Hannover Re, one of the world's leading reinsurers, has reported a strong start to 2026, continuing positive trends from recent quarters, despite the uncertainties created by the Middle East conflict.
Hannover Re CEO Mr Clemens Jungsthofel said in an earnings call, “We are operating in an unstable geopolitical environment. The Iran war, with its severe implications for people across the region as well as for global economies, is contributing to elevated uncertainty. The impact on insurance and reinsurance from these ongoing events also remains uncertain. As it is not yet possible to come up with reliable estimates, we have not yet booked any precise amounts as a large loss estimate.
“So far, we have received only, I would say, a minimal number of claims notifications from our clients. We do expect to have some exposure. However, we feel comfortable that any losses that may potentially have occurred will be more than covered by the unused part of our large loss budget in the first quarter.”
In the first quarter, 2026, the reinsurer posted a group net income of EUR711m ($834.4m), a jump of 47.9% from the EUR480.5m reported for 1Q2025. Reinsurance revenue (gross) on the Group level reached EUR6.5bn in 1Q2026 (1Q2025: EUR7.0bn). Reinsurance revenue would have grown by 0.6% at constant exchange rates. Life and health reinsurance contributed currency-adjusted growth of 15.0%. Property and casualty reinsurance experienced a decline in revenue of 4.7% at unchanged exchange rates.

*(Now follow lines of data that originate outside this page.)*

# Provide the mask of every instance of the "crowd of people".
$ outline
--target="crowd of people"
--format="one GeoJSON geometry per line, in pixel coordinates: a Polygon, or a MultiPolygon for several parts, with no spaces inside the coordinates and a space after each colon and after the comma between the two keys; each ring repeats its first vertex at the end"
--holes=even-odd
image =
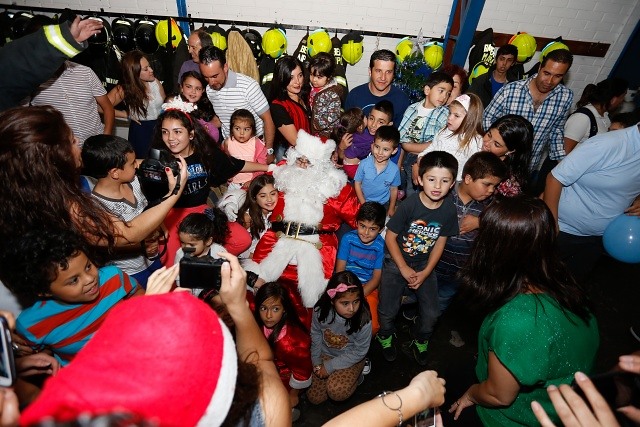
{"type": "MultiPolygon", "coordinates": [[[[640,118],[609,117],[626,82],[590,85],[570,114],[571,53],[522,80],[507,45],[469,88],[462,67],[432,72],[413,104],[388,50],[346,99],[326,54],[278,60],[265,95],[198,30],[178,93],[139,51],[106,93],[69,58],[100,31],[88,21],[0,50],[51,58],[0,104],[0,280],[22,306],[5,314],[19,369],[3,426],[18,402],[21,425],[290,425],[303,395],[344,401],[383,369],[371,346],[393,366],[401,312],[427,365],[456,295],[484,321],[455,419],[614,425],[585,377],[600,339],[584,279],[607,224],[640,216],[640,118]],[[71,87],[82,101],[60,96],[71,87]]],[[[444,384],[422,372],[327,425],[400,425],[442,405],[444,384]]]]}

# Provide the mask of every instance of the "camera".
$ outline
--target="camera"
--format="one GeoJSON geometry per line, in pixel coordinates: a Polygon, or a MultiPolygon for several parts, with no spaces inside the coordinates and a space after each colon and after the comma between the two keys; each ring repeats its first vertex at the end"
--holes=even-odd
{"type": "Polygon", "coordinates": [[[144,159],[136,175],[142,187],[142,192],[149,201],[162,198],[169,190],[169,180],[165,169],[171,169],[174,176],[180,174],[180,163],[169,152],[152,148],[149,151],[149,157],[144,159]]]}
{"type": "Polygon", "coordinates": [[[220,268],[225,260],[209,255],[194,257],[193,250],[183,248],[185,254],[180,260],[180,287],[219,291],[222,284],[220,268]]]}

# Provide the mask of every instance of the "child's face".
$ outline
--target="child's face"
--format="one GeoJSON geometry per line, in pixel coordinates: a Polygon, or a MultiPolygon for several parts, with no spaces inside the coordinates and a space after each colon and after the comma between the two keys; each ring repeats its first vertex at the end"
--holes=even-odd
{"type": "Polygon", "coordinates": [[[100,296],[98,269],[80,252],[68,260],[66,269],[58,267],[58,277],[51,282],[49,294],[68,304],[84,304],[100,296]]]}
{"type": "Polygon", "coordinates": [[[267,214],[276,207],[278,201],[278,190],[273,184],[267,184],[258,191],[256,194],[256,203],[262,209],[263,214],[267,214]]]}
{"type": "Polygon", "coordinates": [[[365,245],[373,242],[380,234],[380,227],[373,221],[360,220],[358,221],[358,237],[360,241],[365,245]]]}
{"type": "Polygon", "coordinates": [[[253,126],[248,120],[235,120],[231,126],[233,139],[244,144],[253,138],[253,126]]]}
{"type": "Polygon", "coordinates": [[[341,317],[351,319],[360,309],[360,294],[358,292],[346,292],[340,298],[333,300],[333,308],[341,317]]]}
{"type": "Polygon", "coordinates": [[[195,77],[187,77],[182,82],[182,86],[180,86],[180,91],[187,101],[193,102],[194,104],[200,101],[202,98],[202,92],[204,88],[202,87],[202,83],[195,77]]]}
{"type": "Polygon", "coordinates": [[[274,326],[280,323],[283,314],[284,307],[280,298],[269,297],[260,304],[260,319],[264,326],[269,329],[273,329],[274,326]]]}
{"type": "Polygon", "coordinates": [[[500,157],[500,160],[504,160],[509,149],[504,139],[502,139],[502,135],[498,132],[498,129],[489,129],[487,133],[484,134],[482,137],[482,151],[489,151],[500,157]]]}
{"type": "Polygon", "coordinates": [[[431,168],[419,179],[422,191],[432,202],[437,202],[447,195],[456,183],[455,177],[447,168],[431,168]]]}
{"type": "Polygon", "coordinates": [[[162,141],[174,155],[187,157],[191,153],[194,133],[189,132],[178,119],[166,118],[162,121],[162,141]]]}
{"type": "Polygon", "coordinates": [[[467,110],[458,103],[449,106],[449,117],[447,117],[447,129],[455,132],[460,128],[462,121],[467,116],[467,110]]]}
{"type": "Polygon", "coordinates": [[[311,70],[311,76],[309,76],[309,80],[311,81],[311,86],[317,88],[320,87],[325,87],[327,85],[327,82],[329,81],[329,78],[327,76],[321,76],[319,74],[317,74],[316,72],[314,72],[314,70],[311,70]]]}
{"type": "Polygon", "coordinates": [[[180,233],[180,247],[182,250],[185,248],[193,248],[193,256],[201,257],[209,254],[209,248],[213,244],[213,239],[202,240],[198,239],[193,234],[180,233]]]}
{"type": "Polygon", "coordinates": [[[496,187],[500,184],[500,178],[488,175],[482,178],[473,179],[471,175],[465,175],[462,179],[462,185],[459,187],[460,192],[465,192],[473,200],[481,202],[491,197],[496,187]]]}
{"type": "Polygon", "coordinates": [[[440,82],[433,87],[425,86],[424,87],[424,96],[425,108],[436,108],[447,103],[447,99],[449,99],[449,95],[451,95],[451,90],[453,86],[451,86],[447,82],[440,82]]]}
{"type": "Polygon", "coordinates": [[[371,109],[369,117],[367,117],[367,129],[371,135],[375,135],[380,126],[386,126],[393,124],[392,117],[389,117],[386,113],[378,111],[375,108],[371,109]]]}
{"type": "Polygon", "coordinates": [[[398,151],[398,148],[393,148],[393,142],[391,141],[383,141],[380,138],[376,138],[371,144],[371,154],[373,154],[373,158],[378,164],[386,163],[391,156],[396,154],[396,151],[398,151]]]}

The reinsurance service result (net), reflecting the profitability of underwriting activity less business ceded (primarily retrocessions and insurance-linked securities), increased significantly by 72.9% to EUR890.2m (1Q2025: EUR514.8m). This had been influenced in the previous year’s period by the exceptional large losses caused by wildfires in California
Mr Jungsthofel said, “Underlying profitability was very pleasing in both business groups and the balance sheet, and the resilience of Hannover Rück (Hannover Re) have clearly been further strengthened. This will support sustainable earnings growth and will help to manage volatility going forward.”